Extended Data Fig. 9 Sexual dimorphism in the external genitalia and potential disruptions to epithelial reproductive development.
a, Batch corrected Uniform Manifold Approximation and Projection (UMAP) embedding of E14.5, E16.5, E18.5 scRNA-seq cells from the mouse external genitalia showing the expression of early corpus spongiosum markers Foxf1, Sall1, Foxl2. b, Dotplot showing the log-transformed, min-max normalised expression of early corpus spongiosum ligands and urethral epithelium receptors (y-axis) in each cell type (x-axis), separated by sex.
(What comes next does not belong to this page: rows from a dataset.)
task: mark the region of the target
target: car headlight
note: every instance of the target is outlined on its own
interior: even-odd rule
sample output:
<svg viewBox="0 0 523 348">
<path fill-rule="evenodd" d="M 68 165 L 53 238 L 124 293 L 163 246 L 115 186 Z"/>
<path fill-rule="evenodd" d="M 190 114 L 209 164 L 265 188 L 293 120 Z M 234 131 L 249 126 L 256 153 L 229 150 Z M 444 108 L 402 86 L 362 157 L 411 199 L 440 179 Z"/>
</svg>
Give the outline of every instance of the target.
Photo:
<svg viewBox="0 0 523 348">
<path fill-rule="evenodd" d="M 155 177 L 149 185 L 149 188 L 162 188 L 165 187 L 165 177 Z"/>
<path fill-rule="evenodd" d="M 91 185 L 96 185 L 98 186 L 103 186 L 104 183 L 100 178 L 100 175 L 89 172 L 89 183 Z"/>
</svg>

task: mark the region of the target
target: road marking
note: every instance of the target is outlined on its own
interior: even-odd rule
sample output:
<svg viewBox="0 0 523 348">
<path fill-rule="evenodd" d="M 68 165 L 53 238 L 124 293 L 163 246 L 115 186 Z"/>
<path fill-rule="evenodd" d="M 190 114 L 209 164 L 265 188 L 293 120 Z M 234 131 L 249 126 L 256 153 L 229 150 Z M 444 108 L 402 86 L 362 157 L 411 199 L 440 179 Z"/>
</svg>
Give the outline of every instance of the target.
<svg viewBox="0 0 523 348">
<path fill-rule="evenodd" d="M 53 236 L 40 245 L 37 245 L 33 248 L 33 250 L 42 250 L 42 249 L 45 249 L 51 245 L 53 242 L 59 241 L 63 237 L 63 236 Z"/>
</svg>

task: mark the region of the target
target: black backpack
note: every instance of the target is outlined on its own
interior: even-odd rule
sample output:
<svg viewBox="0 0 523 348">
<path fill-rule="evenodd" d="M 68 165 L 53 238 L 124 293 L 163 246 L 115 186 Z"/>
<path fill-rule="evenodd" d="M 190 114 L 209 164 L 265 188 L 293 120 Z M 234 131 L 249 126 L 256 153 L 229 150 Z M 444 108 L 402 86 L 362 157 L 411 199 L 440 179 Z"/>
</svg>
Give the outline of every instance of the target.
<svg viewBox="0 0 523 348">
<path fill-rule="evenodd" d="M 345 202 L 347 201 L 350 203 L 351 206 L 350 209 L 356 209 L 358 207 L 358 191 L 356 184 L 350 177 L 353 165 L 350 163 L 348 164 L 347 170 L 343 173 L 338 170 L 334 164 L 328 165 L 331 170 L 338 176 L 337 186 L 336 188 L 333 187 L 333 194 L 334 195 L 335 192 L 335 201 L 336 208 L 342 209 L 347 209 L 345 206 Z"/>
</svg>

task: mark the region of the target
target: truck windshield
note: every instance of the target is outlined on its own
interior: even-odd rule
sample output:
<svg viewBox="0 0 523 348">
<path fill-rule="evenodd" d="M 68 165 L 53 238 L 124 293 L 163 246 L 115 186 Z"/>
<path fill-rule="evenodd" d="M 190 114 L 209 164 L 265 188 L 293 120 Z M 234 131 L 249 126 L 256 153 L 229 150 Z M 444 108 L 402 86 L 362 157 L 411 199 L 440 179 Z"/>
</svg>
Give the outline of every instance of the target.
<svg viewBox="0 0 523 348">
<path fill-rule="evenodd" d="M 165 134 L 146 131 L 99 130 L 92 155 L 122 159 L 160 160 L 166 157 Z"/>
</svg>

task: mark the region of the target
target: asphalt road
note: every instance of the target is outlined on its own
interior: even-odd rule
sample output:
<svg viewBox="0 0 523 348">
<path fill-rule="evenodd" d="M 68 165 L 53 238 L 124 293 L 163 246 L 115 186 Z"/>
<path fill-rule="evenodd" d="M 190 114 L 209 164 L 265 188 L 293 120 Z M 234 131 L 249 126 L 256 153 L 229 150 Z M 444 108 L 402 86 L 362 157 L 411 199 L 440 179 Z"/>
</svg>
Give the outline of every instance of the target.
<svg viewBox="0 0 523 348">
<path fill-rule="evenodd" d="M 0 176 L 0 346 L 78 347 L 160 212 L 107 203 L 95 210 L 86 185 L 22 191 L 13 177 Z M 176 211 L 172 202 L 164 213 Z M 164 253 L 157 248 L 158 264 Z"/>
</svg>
Interacting ligands and receptors are connected by an arrow. c, Dot plots showing the log-transformed, variance-scaled expression of steroidogenic receptors (x-axis) and target genes (x-axis) of the clinically approved drugs in Fig. 5a in each reproductive-specific cell type (y-axis) identified in our early (<= 10 PCW) scRNA-seq dataset. d, (left) Heatmap showing the z-score enrichment of targets of clinically approved drugs (x-axis) found to be specifically impacting the epithelial compartment of late female (>10 PCW) reproductive tract organs among reproductive-specific cell types (y-axis) identified in our scRNA-seq dataset. (right) Dot plots showing the log-transformed, variance-scaled expression of the steroidogenic receptors (x-axis) and target genes (x-axis) of the clinically approved drugs in (right) in each reproductive-specific cell type (y-axis) identified in our late female (>10 PCW) scRNA-seq dataset. e, (left) Heatmap showing the z-score enrichment of targets of clinically approved drugs (x-axis) found to be specifically impacting the epithelial compartment of late male (>10 PCW) reproductive tract organs among reproductive-specific cell types (y-axis) identified in our scRNA-seq dataset. (right) Dot plots showing the log-transformed, variance-scaled expression of the steroidogenic receptors (x-axis) and target genes (x-axis) of the clinically approved drugs in (right) in each reproductive-specific cell type (y-axis) identified in our late male (>10 PCW) scRNA-seq dataset.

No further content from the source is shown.